Achis, achis. Ni Cantinflas hubiera cantinfleado tan bien.
Porque lo que sí dijo —y ahí está grabado— fue esto: “Sería muy bueno un gran acuerdo con todos los medios de comunicación para que le bajáramos a la nota roja… entre todos debemos contribuir a mejorar la percepción”.
Traduzco sin eufemismos: cállense tantito. No ayuden a que se vea feo. No estorben a la narrativa gubernamental.
Se podrá desdecir después, pero la propuesta es inequívoca: maquillar la realidad y culpar a los medios por mostrarla. Llamar nota roja a la información sobre violencia no es una categoría periodística: es una descalificación política del hecho. Si incomoda al poder, deja de ser información y se convierte en morbo.
Y eso no es diálogo. Es pedagogía autoritaria.
Brugada no pide que se informe mejor; pide que se informe como a ella le conviene. No es un bozal burdo, de los de antes. Es algo más sofisticado —y más peligroso—: la redefinición oficial de la realidad. No es posverdad. Es maquillaje institucional.
Cuando la jefa de Gobierno dice que “sus cifras no coinciden”, no está discutiendo metodología ni fuentes. Está exigiendo fe.
La lógica es vieja, conocida y corrosiva: si mis números dicen que todo va bien, la realidad —la percepción de la gente, en este caso— está equivocada. El dato deja de ser instrumento de análisis y se vuelve cosmético.
Y en seguridad, más que en ningún otro tema, el maquillaje corre espeso. Se reconoce el alza en extorsiones, se disparan las desapariciones, pero el discurso insiste en que todo mejora. No es que la violencia baje: se difumina. No se combate: se edita. Igual a como se editan cifras y se pretende editar a la prensa.
Después de la pifia vino la negación. El machote de siempre: la cagué, sé que la presidenta me va a cagotear, así que niego. Y luego, la invitación al diálogo. Los mismos que desprecian la crítica ahora hablan de mayéutica. Sócrates se volvería a morir.

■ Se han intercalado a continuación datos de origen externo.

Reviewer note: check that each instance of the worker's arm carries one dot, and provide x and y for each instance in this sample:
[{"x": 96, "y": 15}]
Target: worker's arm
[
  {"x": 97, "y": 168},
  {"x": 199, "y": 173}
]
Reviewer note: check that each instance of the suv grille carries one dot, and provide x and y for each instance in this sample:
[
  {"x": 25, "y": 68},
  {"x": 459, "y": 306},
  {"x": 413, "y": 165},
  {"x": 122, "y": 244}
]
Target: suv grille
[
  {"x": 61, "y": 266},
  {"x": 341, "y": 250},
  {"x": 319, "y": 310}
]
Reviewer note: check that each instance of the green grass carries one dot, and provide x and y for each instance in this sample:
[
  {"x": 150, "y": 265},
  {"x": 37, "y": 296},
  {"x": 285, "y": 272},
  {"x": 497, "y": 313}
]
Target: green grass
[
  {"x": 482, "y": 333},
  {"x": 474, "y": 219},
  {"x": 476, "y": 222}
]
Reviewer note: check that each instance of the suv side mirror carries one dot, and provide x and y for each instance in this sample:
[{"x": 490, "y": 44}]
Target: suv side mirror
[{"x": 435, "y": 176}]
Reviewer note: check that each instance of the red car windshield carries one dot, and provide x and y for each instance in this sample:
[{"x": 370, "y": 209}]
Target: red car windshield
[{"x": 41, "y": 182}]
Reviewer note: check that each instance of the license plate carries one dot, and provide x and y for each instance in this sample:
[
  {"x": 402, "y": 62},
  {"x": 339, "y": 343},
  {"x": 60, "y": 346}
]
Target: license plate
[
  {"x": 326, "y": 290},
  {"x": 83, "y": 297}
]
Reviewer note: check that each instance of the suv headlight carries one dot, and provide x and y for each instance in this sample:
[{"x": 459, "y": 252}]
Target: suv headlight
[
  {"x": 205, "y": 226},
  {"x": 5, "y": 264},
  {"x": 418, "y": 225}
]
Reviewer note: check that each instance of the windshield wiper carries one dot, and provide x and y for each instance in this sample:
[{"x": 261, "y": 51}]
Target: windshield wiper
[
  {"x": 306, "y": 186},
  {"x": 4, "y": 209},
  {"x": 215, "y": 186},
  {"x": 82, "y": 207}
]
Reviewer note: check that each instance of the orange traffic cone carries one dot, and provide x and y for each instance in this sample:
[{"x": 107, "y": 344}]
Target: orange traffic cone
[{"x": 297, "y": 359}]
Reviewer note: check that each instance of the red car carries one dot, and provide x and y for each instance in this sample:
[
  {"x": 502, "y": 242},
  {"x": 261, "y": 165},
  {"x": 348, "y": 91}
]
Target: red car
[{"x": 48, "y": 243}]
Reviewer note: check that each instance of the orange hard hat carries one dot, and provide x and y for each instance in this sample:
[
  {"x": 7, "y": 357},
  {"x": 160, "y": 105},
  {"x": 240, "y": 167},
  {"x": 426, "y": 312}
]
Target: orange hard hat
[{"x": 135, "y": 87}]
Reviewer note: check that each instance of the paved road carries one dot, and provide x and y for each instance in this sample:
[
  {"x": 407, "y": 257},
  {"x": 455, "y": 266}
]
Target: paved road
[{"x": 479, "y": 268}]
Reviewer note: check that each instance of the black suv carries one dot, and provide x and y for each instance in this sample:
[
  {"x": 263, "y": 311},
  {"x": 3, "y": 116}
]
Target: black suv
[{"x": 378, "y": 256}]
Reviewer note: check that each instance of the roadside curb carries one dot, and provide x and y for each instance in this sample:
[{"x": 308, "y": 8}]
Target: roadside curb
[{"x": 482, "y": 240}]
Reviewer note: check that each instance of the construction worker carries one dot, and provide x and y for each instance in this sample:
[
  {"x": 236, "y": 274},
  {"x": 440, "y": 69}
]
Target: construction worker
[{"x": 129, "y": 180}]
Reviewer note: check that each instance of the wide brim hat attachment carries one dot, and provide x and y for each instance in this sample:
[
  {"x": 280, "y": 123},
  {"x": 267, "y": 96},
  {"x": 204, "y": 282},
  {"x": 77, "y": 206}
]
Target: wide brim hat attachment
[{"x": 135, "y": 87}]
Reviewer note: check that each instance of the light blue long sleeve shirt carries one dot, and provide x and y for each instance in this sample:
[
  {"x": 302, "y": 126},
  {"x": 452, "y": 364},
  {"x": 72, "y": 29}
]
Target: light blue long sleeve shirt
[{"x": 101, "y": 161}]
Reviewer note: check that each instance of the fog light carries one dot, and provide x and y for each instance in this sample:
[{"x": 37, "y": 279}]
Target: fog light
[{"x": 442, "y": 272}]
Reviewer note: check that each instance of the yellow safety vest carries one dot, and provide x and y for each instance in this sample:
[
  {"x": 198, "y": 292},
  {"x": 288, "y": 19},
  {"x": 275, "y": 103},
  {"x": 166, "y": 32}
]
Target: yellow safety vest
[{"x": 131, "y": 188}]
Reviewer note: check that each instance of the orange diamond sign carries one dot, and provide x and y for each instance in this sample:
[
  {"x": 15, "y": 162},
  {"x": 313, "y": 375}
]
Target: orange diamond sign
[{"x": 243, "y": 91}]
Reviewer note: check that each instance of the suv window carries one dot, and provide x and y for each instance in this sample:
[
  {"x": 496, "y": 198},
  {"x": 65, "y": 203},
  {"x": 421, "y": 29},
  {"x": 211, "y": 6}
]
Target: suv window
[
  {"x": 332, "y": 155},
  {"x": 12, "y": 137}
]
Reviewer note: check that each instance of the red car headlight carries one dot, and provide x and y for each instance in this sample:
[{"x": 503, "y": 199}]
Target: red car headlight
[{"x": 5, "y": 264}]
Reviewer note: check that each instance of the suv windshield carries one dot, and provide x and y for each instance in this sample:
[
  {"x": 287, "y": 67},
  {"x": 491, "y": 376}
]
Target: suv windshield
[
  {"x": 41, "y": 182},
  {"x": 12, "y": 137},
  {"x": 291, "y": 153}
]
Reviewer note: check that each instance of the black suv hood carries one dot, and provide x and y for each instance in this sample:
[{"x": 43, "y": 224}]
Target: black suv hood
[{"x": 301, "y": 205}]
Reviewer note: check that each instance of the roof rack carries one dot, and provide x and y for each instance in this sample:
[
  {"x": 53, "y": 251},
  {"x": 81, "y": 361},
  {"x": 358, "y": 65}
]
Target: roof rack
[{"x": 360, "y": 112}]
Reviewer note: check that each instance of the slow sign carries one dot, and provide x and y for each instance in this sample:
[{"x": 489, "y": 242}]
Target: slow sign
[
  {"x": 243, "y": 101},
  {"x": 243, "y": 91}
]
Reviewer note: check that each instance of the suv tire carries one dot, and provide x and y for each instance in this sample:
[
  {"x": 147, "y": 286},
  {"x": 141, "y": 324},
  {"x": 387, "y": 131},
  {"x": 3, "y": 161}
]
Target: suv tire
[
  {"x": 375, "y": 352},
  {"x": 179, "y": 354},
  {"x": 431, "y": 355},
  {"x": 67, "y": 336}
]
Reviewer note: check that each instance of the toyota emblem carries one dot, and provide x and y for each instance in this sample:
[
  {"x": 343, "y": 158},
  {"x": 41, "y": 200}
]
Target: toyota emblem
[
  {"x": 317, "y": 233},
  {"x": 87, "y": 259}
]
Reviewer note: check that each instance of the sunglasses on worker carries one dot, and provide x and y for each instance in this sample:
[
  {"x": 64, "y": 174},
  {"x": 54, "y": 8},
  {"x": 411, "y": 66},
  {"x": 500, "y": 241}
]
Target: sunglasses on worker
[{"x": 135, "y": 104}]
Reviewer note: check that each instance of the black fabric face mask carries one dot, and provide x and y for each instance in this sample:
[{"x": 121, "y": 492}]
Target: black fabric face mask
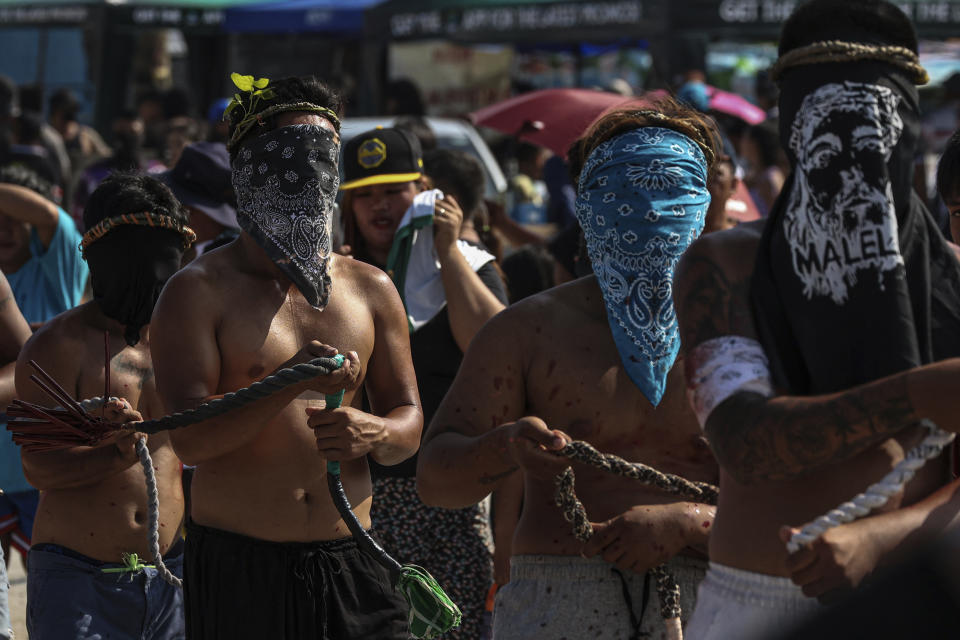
[
  {"x": 128, "y": 269},
  {"x": 853, "y": 280},
  {"x": 286, "y": 181}
]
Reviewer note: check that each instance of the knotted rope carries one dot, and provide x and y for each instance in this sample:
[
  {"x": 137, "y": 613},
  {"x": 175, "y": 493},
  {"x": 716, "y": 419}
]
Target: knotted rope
[
  {"x": 431, "y": 610},
  {"x": 878, "y": 493},
  {"x": 839, "y": 51},
  {"x": 668, "y": 591}
]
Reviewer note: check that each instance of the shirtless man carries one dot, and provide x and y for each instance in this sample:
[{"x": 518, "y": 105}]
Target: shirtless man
[
  {"x": 14, "y": 332},
  {"x": 560, "y": 356},
  {"x": 267, "y": 554},
  {"x": 792, "y": 452},
  {"x": 93, "y": 505}
]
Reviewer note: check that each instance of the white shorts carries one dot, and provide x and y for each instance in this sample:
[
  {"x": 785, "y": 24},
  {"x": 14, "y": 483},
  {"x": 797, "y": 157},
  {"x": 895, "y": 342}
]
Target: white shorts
[{"x": 744, "y": 605}]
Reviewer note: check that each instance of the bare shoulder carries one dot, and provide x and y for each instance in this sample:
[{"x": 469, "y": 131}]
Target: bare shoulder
[
  {"x": 711, "y": 287},
  {"x": 60, "y": 338},
  {"x": 731, "y": 249},
  {"x": 364, "y": 277},
  {"x": 196, "y": 280},
  {"x": 57, "y": 347}
]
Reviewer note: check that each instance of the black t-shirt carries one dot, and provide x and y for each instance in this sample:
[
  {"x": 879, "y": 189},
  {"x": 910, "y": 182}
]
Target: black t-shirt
[{"x": 436, "y": 359}]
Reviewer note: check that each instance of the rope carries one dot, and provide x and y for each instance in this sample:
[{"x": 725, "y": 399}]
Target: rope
[
  {"x": 668, "y": 591},
  {"x": 153, "y": 517},
  {"x": 841, "y": 51},
  {"x": 256, "y": 391},
  {"x": 878, "y": 493}
]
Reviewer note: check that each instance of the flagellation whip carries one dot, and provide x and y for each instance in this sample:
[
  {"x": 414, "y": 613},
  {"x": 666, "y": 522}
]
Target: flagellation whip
[{"x": 38, "y": 428}]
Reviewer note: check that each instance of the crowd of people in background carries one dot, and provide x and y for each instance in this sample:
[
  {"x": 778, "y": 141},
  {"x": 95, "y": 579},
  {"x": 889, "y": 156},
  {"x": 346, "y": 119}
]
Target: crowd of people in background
[{"x": 486, "y": 322}]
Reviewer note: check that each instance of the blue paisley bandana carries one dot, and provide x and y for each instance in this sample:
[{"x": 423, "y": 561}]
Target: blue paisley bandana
[{"x": 641, "y": 201}]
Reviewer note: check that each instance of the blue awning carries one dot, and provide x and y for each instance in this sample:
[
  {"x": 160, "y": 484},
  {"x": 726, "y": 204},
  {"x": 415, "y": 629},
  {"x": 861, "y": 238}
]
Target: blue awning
[{"x": 344, "y": 17}]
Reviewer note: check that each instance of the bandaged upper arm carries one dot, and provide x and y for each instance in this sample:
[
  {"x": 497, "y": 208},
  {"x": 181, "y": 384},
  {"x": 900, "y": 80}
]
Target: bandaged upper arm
[{"x": 721, "y": 367}]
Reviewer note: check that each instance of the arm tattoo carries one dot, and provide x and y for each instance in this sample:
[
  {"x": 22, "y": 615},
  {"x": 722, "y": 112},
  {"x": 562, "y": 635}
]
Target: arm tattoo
[
  {"x": 757, "y": 439},
  {"x": 141, "y": 374},
  {"x": 713, "y": 305},
  {"x": 494, "y": 478}
]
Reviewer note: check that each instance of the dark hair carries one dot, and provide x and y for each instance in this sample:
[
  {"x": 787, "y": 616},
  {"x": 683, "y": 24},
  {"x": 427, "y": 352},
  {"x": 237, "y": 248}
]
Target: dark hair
[
  {"x": 9, "y": 96},
  {"x": 121, "y": 193},
  {"x": 867, "y": 21},
  {"x": 23, "y": 176},
  {"x": 286, "y": 91},
  {"x": 150, "y": 95},
  {"x": 672, "y": 115},
  {"x": 64, "y": 101},
  {"x": 948, "y": 169},
  {"x": 418, "y": 126},
  {"x": 459, "y": 174},
  {"x": 176, "y": 103},
  {"x": 528, "y": 271},
  {"x": 527, "y": 152}
]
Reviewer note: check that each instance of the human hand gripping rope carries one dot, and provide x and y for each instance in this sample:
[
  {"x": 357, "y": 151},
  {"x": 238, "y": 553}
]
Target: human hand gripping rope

Pedir “diálogo entre medios y gobierno” mientras se acusa a los primeros de exagerar es como pedir mayéutica con el examen ya calificado. Aquí no se debate si los hechos son ciertos; se debate si merecen existir. Eso no es diálogo: es control narrativo.
No se prohíbe hablar, pero se culpabiliza al que habla. No se censura, pero se le avergüenza. No se manda callar, pero se le regaña desde el poder.
Se llenan la boca hablando de libertades, pero el subtexto es inequívoco: bájenle. Si mis datos no coinciden con los suyos, peor para ustedes. Yo diré que es nota roja y asunto resuelto.
Giro de la Perinola
Mientras se pide a los medios que no exageren la violencia porque “genera alarma”, en el Senado se inaugura un salón de belleza. Las prioridades están claras: el problema no es la inseguridad, es el frizz.
Da igual si al salón lo promovió Andrea Chávez o no, o si sí y luego se deslindó presumiendo que ella se peina en casa con su Dyson —magnífica publicidad, por cierto; quién sabe si cobra comisión por número de referidos—. El punto no es el nombre propio, sino el símbolo.
Sellaron la estética, pero el mensaje ya estaba dado: en la 4T todo se puede maquillar. Las cifras, el discurso, la realidad… y, si hace falta, a las senadoras.
Porque mientras afuera hay balas, adentro hay brochas.
Y al final, lo importante no es que el país esté seguro, ni que legislen bien, ni que dejen de ser una punta de legisladores incompetentes. Lo importante es que la foto salga DI-VI-NA.